The water conditions need to be very stable and appropriate for them to breed. While Opae Ula shrimp can survive in a wide range of settings, they’ll only breed if the water in their tank meets their needs properly.
The Cherry Shrimp
Now, let’s take a quick look at the Cherry shrimp.
Origins And Distribution
To make the best of cherry shrimps, you need a little bit of information regarding where they come from. These creatures can be traced back to Taiwan, where they’re used to living in ponds and streams that’s packed with plants and rocky materials.
The tank needs to be close to what its natural habitat is like. So, they require lots of plants; crevices for their hiding and moss. Driftwood can be a useful addition as it encourages algae nibbling.
Red cherry shrimps are quite easy to spot and well known for their appearance. Red cherry females are generally longer than the males and can grow as long as 1.5 inches. However, the most unique feature about the appearance of red cherry shrimp is that they’re graded. The color grading can be anything from a very deep red to paler colors with red spots.
Inexperienced cherry shrimp owners have struggled with raising their cherry shrimps successfully simply as they seem to put them together with the wrong tank mates. Cherry shrimps are incapable of hurting other tank mates and have no mechanism for defending themselves against potential predators. Hence, if your cherry shrimps are going to last their entire lifespan, they need to be with the right tank mates.
The best way to ensure the safety of the cherry shrimp is by making sure they have enough plants and other hiding places in the aquarium. Fish like Discus, Cichlids, Arowanas, and Oscars shouldn’t be in the same tank.
The survival comes down to the shrimps grading. High-grade cherry shrimp are most suitable inside single species aquariums, whereas low graded cherry shrimp can exist alongside other tank mates. Tank mates can include Pygmy Cory Catfish, Borneo Sucker, small plecos and freshwater snails like the Mystery snail, Ivory snail, Gold Inca snail, Japanese trapdoor snails, Malaysian Trumpet Snail, Nerite snails or Ramshorn Snails.

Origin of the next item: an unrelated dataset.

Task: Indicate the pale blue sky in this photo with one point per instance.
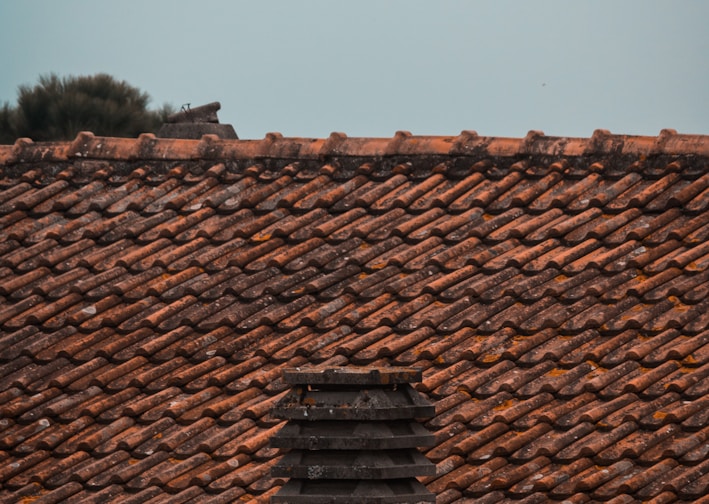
(372, 67)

Fish that should be avoided include the Discus, Cichlids, Arowanas, and Oscars.
If you’re keeping cherry shrimps together, there should be at least 10 of them, as that will help to reduce dominance that could emerge as a result of their staying together. The more that they’re in their group, the more confident they’ll be, leading to more natural behavior.
To increase the chances of breeding, consider having more females than males in the tank, as that’s an excellent way of encouraging breeding in the long run.
Stand Out Features
- Opae ula shrimp and Cherry shrimp look very similar, although there’re notable differences. Cherry shrimp are larger than Opae.
- It’s possible to breed both shrimp species in an aquarium, provided that the environment is set up correctly.
- The Opae and Cherry shrimp eat a similar diet both in captivity and in the wild.